Onde estão vocês os inatingíveis donos dos conglomerados de comunicação, o privilegiado empresariado nacional, os espertos avarentos donos dos bancos e das agências oficiais de agiotagem; onde estão todos que a Nação Brasileira enriqueceu que não se unem ao povo para nas ruas exigir a ruptura absoluta como todo esse sistema que nos infelicitou? Não vão fazer nada. Vão fingir que não sabem de coisa alguma e que não ouviram o grito aflito do povo por todo País. Vão abaixar os olhos, as cabeças e passarão para história como sanguessugas de um povo sofrido e miserável, mas salvarão suas fortunas e privilégios com a continuidade de tudo isso que aí está.

Defendendo o continuísmo ou a permanência desta desgraça, que envergonhou o Brasil perante o mundo, ainda ouvi outro dia a entrevista do Presidente Michel Temer a uma dessas poderosas emissoras de rádio. A velha raposa felpuda falou de tudo, mas de importante mesmo e de causar engulhos foi ouvi-lo dizer que todas as acusações que pesam sobre seus ombros e os de seus correligionários são falsas ou meras consequências de uma ação política ideológica. Que todas as provas e fatos apresentados no Judiciário contra ele e que o Brasil viu, ao vivo e em corres, não tem valor algum. Que tudo não passa de coisas menores. Disse, sem rebuço, que o que realmente tem importância são os feitos econômicos de seu governo que cinicamente alinha como se fossem o sal da terra, e com os quais pretende que se dê por superada toda vergonha que ele e sua classe de políticos trouxeram para o País, nos últimos 30 anos.

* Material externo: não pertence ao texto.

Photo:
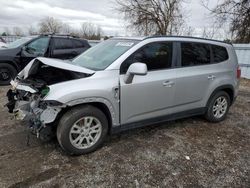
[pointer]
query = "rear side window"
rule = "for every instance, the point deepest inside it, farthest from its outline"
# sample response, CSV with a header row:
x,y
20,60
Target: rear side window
x,y
220,53
194,54
156,56
61,43
78,44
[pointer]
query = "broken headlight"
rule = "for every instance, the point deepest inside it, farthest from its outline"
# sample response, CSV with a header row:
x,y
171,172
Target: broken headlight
x,y
44,104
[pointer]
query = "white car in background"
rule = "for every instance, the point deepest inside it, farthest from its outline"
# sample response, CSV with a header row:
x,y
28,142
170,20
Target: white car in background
x,y
2,42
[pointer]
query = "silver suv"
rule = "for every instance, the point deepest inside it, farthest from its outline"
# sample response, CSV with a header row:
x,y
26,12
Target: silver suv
x,y
124,83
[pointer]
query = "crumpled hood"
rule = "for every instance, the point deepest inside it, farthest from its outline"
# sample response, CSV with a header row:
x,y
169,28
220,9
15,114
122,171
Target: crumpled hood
x,y
53,63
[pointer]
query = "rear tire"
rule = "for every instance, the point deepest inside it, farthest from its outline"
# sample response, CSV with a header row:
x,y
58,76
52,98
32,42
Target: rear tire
x,y
218,107
82,130
7,73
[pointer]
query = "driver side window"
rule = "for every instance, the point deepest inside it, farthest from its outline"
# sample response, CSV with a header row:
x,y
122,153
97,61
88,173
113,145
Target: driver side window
x,y
38,46
156,56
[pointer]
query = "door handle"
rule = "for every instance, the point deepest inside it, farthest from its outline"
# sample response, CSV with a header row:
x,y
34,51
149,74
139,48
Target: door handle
x,y
211,77
168,84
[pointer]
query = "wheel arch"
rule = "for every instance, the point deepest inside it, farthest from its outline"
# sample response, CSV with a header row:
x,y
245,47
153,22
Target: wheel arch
x,y
229,89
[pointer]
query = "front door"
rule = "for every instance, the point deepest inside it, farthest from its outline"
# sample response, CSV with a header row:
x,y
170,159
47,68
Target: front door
x,y
152,95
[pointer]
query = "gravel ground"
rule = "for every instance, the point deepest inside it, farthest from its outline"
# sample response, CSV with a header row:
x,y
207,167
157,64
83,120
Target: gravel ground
x,y
184,153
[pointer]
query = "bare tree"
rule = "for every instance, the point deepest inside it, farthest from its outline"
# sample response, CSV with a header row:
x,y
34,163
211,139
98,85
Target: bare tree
x,y
236,13
50,25
148,17
17,31
91,31
32,30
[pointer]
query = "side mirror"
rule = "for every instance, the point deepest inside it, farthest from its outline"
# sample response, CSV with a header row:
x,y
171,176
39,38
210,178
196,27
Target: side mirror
x,y
135,69
24,48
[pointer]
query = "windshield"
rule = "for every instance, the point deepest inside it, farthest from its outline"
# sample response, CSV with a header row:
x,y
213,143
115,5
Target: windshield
x,y
104,54
18,42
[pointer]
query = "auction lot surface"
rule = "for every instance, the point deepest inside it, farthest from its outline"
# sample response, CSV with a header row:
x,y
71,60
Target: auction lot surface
x,y
182,153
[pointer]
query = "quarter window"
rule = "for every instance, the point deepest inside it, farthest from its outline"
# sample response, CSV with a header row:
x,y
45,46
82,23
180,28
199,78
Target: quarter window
x,y
156,56
194,54
78,44
38,46
220,53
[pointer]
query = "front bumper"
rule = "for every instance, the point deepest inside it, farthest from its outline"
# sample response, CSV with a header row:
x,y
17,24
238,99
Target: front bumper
x,y
36,112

Considerando essa petulante atitude como uma verdade insuperável, Temer ao final tudo sintetizou, com outras palavras: negar seus feitos seria um desserviço ao Brasil tanto quanto em razão daquilo se sentia autorizado a procurar outros políticos para juntos derrotarem quem quer ouse apeá-los do poder. Disse que juntamente com o finório FHC, com Geraldo Alckmin, com Rodrigo Maia, com Ciro Gomes – com os quais já conversou ou vai falar – e, também, com quem quer que a eles se unam, estão mais do que prontos para enfrentar o pleito eleitoral deste ano. Então é assim: responder pelo mal que praticaram nem pensar. O propósito é claro, vão todos continuar no mesmo lugar ou quem sabe em posições mais privilegiadas ainda.

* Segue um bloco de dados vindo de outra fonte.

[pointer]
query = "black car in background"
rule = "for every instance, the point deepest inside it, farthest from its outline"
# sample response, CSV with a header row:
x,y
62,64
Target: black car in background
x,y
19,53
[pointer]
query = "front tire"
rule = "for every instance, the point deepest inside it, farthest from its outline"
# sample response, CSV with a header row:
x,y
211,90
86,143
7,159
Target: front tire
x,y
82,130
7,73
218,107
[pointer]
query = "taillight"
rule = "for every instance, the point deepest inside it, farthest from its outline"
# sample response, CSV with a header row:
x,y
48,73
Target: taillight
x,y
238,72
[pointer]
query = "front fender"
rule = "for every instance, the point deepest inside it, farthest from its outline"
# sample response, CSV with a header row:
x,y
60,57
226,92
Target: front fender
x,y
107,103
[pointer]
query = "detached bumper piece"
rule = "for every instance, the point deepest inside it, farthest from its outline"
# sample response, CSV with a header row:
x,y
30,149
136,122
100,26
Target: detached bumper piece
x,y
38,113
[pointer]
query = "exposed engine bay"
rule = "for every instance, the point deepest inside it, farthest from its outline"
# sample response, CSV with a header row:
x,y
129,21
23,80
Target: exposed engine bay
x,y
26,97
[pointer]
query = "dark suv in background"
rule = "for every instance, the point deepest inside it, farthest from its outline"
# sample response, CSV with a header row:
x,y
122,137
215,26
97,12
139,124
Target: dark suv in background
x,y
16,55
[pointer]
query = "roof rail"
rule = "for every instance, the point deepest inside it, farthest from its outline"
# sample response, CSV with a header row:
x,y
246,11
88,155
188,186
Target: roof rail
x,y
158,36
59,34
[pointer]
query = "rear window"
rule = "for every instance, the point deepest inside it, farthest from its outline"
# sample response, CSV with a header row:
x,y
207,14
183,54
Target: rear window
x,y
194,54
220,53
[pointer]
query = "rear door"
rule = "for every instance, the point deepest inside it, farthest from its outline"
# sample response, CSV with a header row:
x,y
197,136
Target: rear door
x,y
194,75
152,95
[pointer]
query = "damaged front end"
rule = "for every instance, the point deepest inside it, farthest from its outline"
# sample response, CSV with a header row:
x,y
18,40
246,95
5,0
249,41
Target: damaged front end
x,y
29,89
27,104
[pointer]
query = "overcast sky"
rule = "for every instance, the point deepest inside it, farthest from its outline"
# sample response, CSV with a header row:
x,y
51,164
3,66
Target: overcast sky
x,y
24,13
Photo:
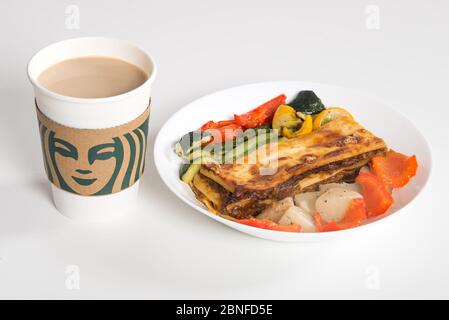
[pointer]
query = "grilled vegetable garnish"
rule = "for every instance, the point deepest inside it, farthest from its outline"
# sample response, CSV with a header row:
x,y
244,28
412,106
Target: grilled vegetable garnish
x,y
285,116
190,143
307,102
306,128
260,115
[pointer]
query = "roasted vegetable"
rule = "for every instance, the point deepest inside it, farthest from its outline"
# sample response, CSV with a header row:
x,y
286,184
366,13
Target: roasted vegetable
x,y
306,128
285,116
250,141
377,197
261,115
191,142
307,102
395,169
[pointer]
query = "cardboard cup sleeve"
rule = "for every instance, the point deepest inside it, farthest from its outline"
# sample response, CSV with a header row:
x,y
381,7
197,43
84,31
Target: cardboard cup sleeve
x,y
94,162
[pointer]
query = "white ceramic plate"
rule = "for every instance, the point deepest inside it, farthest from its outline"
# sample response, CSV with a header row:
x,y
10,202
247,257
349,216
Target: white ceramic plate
x,y
398,132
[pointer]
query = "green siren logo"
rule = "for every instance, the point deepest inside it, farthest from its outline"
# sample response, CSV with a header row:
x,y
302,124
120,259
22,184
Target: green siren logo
x,y
94,161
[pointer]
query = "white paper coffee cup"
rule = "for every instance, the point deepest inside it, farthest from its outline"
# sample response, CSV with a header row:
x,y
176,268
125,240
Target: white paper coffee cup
x,y
98,114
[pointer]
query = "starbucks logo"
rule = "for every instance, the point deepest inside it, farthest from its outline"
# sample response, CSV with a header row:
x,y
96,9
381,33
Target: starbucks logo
x,y
94,161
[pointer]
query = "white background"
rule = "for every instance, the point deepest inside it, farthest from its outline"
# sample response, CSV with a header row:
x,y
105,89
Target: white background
x,y
168,250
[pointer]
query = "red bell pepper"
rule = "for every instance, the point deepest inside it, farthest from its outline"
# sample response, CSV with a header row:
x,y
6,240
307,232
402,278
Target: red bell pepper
x,y
355,215
260,115
270,225
215,125
222,130
377,197
395,169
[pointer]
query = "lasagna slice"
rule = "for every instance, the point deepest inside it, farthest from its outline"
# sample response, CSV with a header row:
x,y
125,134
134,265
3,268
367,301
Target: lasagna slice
x,y
333,153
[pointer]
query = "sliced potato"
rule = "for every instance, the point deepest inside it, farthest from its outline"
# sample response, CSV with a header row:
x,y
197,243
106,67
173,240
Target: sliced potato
x,y
295,215
306,201
277,210
332,204
349,186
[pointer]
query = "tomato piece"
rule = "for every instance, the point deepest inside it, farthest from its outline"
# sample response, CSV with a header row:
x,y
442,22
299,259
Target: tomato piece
x,y
395,169
261,115
355,215
376,195
208,125
224,133
268,224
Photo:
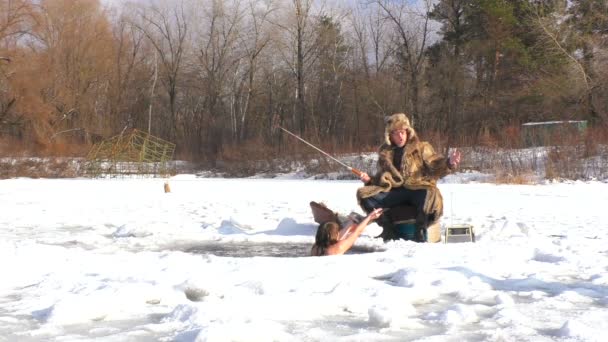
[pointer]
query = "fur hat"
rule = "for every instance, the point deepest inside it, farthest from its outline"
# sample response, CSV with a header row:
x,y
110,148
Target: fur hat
x,y
395,122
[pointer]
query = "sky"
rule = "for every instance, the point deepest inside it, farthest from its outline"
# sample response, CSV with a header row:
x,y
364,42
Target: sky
x,y
121,260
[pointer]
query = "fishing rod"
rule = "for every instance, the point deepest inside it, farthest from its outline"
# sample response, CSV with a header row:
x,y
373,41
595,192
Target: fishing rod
x,y
352,169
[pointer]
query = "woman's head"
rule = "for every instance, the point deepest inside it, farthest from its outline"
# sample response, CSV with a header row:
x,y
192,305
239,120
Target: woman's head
x,y
398,130
327,234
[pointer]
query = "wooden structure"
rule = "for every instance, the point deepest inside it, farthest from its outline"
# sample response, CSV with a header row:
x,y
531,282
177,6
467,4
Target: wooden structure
x,y
552,133
131,153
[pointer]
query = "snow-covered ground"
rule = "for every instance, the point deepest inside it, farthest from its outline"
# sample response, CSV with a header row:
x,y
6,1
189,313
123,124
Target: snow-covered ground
x,y
114,260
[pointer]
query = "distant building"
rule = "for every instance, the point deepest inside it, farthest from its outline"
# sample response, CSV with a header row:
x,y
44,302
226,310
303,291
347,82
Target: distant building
x,y
548,133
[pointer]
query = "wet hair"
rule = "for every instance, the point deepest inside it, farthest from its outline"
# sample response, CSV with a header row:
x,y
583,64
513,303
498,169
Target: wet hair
x,y
327,234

Esta será a primeira eleição geral que ocorrerá no País depois de tudo que se sabe e do que restou provado em relação aos políticos que aí estão. O povo, principalmente os segmentos mais esclarecidos da sociedade, pode e deve tentar banir do governo ou do parlamento senão todos pelo menos aqueles que sobre cujos ombros pesou, de algum forma, a pecha da corrupção ou o fato de terem sido úteis aos corruptos, tomando extremo cuidado com os que ainda estão soltos, quer porque sua hora não chegou quer porque contra eles não se reuniu prova direta, mas que sabidamente foram aliados no passado da corja petista, da peemedebista e de outros “istas” como: Geraldo Alkmim, Álvaro Dias (gente da antiga turma de FHC); Marina, Ciro Gomes, Aldo Rabello e Cristovam Buarque, ex-asseclas do PT; os vermelhinhos Manuela D’Avila e G. Boulos, ativistas das invasões urbanas e comunistas do atraso, Collor de Mello, figura procurada pela Lava Jato e outros sem expressão que nem cabe mencioná-los. Coloquem essa gente de volta no poder e eles trarão, de novo, a corja de Lula e Dilma, a qual serviram num passado recente. Todos têm uma parcela de culpa pela vergonha e pela desgraça que se abateu sobre esta Nação. É justo perdoá-los nas urnas?